Futures contracts are developed on the basis of spot contracts and spot forward contracts, but the most essential difference between them is the standardization of the terms of futures contracts. For futures contracts traded in the futures market, the quantity, quality grade and delivery grade of the subject matter, as well as the premiums and discounts of substitutes, delivery location, delivery month and other terms are standardized, making futures contracts universal.
In the futures contract, only the futures price is the only variable, which is generated by open auction on the exchange.

3. Classification of contracts
Digital currency contracts can be divided into: delivery contracts and perpetual contracts.
(1) Delivery contract: Futures delivery refers to the process in which both parties to the transaction settle the expired open contracts through the transfer of the ownership of the commodities contained in the futures contract when the futures contract expires.
(2) Perpetual contract: It is a derivative product similar to leveraged spot trading, and is a digital currency contract product settled in BTC, USDT and other currencies.
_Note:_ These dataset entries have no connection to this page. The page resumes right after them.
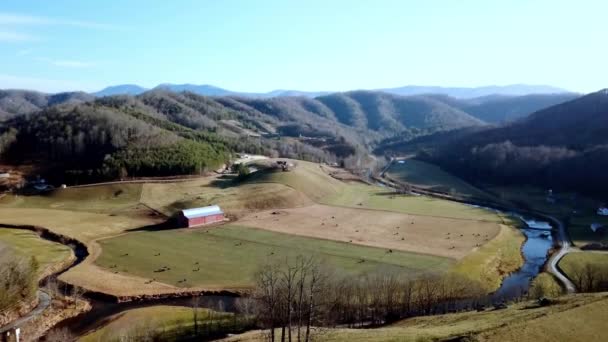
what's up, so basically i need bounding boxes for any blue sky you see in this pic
[0,0,606,93]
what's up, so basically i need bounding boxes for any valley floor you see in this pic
[0,159,519,298]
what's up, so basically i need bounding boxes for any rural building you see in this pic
[598,207,608,216]
[178,205,225,227]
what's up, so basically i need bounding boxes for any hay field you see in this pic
[238,204,501,259]
[96,225,452,289]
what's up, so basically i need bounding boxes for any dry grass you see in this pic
[0,227,72,278]
[452,223,525,291]
[221,293,608,342]
[238,204,501,259]
[80,305,232,342]
[141,179,312,218]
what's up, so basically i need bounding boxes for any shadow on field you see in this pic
[125,220,177,232]
[208,174,238,189]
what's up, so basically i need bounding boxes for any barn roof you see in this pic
[181,205,223,219]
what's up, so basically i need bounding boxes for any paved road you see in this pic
[544,215,576,293]
[0,290,51,333]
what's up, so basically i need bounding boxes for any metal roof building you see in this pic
[178,205,225,227]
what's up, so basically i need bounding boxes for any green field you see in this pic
[0,184,143,214]
[558,252,608,280]
[80,305,234,342]
[323,183,503,222]
[386,159,491,199]
[0,227,72,277]
[96,225,452,288]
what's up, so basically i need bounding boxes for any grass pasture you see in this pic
[0,159,525,297]
[452,224,525,291]
[0,227,72,278]
[0,184,143,214]
[323,183,502,222]
[238,204,501,259]
[386,159,490,199]
[96,225,452,288]
[558,252,608,284]
[245,159,348,201]
[141,179,311,218]
[80,305,234,342]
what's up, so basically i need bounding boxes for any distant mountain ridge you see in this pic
[93,83,572,99]
[94,83,332,98]
[379,84,570,99]
[393,89,608,196]
[0,89,94,119]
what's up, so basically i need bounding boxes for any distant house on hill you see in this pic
[178,205,225,227]
[598,207,608,216]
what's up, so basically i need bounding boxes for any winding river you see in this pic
[492,217,554,300]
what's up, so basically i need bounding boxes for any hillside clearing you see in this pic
[386,159,490,199]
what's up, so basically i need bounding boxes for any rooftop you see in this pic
[181,205,223,219]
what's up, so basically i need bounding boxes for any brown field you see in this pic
[238,204,501,259]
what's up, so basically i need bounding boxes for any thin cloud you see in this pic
[0,12,126,31]
[53,60,95,68]
[0,31,36,42]
[35,57,96,68]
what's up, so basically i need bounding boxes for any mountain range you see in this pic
[391,89,608,195]
[0,83,605,194]
[93,83,571,99]
[1,88,577,126]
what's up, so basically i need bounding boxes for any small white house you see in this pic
[598,207,608,216]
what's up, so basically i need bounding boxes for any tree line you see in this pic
[247,256,491,342]
[0,244,39,313]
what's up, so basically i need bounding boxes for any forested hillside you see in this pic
[436,93,579,123]
[0,90,94,120]
[407,90,608,195]
[1,86,582,185]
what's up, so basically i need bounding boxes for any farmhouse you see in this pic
[178,205,225,227]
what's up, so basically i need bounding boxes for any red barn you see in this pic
[178,205,225,228]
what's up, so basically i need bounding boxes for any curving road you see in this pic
[544,216,576,293]
[0,290,51,334]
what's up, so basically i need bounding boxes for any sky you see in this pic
[0,0,606,93]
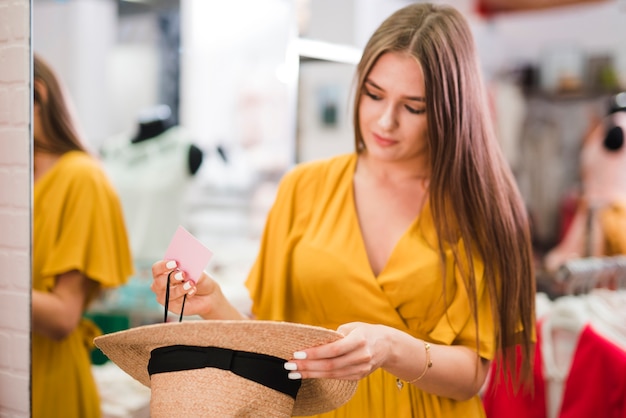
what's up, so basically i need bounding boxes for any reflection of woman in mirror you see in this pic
[31,53,133,418]
[150,3,536,417]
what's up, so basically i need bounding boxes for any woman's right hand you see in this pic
[151,260,245,320]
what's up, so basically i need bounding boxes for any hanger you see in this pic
[541,296,589,383]
[555,256,626,295]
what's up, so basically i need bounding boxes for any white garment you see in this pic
[586,288,626,350]
[101,126,196,262]
[538,291,626,418]
[540,296,589,418]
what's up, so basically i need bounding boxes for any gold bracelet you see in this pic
[407,341,432,384]
[395,341,433,390]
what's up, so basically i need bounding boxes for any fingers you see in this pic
[284,331,372,380]
[151,260,197,306]
[336,322,359,336]
[283,322,394,381]
[301,322,361,360]
[284,361,365,381]
[152,259,176,274]
[284,347,370,380]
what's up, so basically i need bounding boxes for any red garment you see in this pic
[483,323,626,418]
[475,1,494,17]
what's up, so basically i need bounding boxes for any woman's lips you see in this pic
[373,133,396,147]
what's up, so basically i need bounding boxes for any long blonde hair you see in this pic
[353,3,535,389]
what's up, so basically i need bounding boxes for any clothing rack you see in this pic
[553,255,626,295]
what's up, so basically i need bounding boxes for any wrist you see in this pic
[407,341,432,383]
[199,283,244,320]
[388,332,434,387]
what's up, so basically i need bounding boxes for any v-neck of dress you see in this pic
[348,157,424,280]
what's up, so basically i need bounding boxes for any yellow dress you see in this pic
[600,200,626,256]
[246,154,496,418]
[32,151,133,418]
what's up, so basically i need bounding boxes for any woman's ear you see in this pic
[33,79,48,107]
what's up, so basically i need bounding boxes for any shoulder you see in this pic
[271,154,355,211]
[280,153,355,190]
[60,150,99,170]
[58,151,116,194]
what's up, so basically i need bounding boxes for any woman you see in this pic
[32,54,133,418]
[151,3,535,417]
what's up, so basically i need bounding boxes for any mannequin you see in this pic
[544,94,626,272]
[100,104,204,264]
[97,105,207,320]
[131,104,203,176]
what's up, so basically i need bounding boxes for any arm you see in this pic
[544,198,604,272]
[32,270,100,340]
[284,322,491,401]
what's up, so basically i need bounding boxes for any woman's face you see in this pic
[33,101,43,145]
[33,79,46,148]
[358,51,429,165]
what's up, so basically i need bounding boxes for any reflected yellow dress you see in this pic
[600,200,626,256]
[246,154,495,418]
[32,151,133,418]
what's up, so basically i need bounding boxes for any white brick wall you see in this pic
[0,0,31,416]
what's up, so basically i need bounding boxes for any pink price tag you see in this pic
[163,226,213,284]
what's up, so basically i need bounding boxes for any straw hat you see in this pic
[94,320,358,417]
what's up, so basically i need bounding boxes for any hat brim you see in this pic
[94,320,357,416]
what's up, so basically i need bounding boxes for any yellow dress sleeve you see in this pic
[417,205,496,360]
[245,161,320,320]
[39,153,133,291]
[428,248,496,360]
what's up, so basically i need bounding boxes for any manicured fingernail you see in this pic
[288,372,302,380]
[183,281,192,290]
[284,362,297,371]
[166,260,177,269]
[293,351,307,360]
[174,272,183,281]
[188,288,196,296]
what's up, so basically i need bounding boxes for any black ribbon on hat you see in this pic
[148,345,302,399]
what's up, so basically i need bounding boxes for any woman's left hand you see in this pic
[284,322,394,381]
[286,321,492,401]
Investors can obtain the benefits of rising digital currency prices by buying long, or obtain benefits from falling digital currency prices by selling short.
Perpetual contracts differ from traditional futures in a certain way: they have no expiration time, so there is no limit to how long a position can be held. In order to ensure that the underlying price index is tracked, the perpetual contract ensures that its price closely follows the price of the underlying asset through the mechanism of funding fees.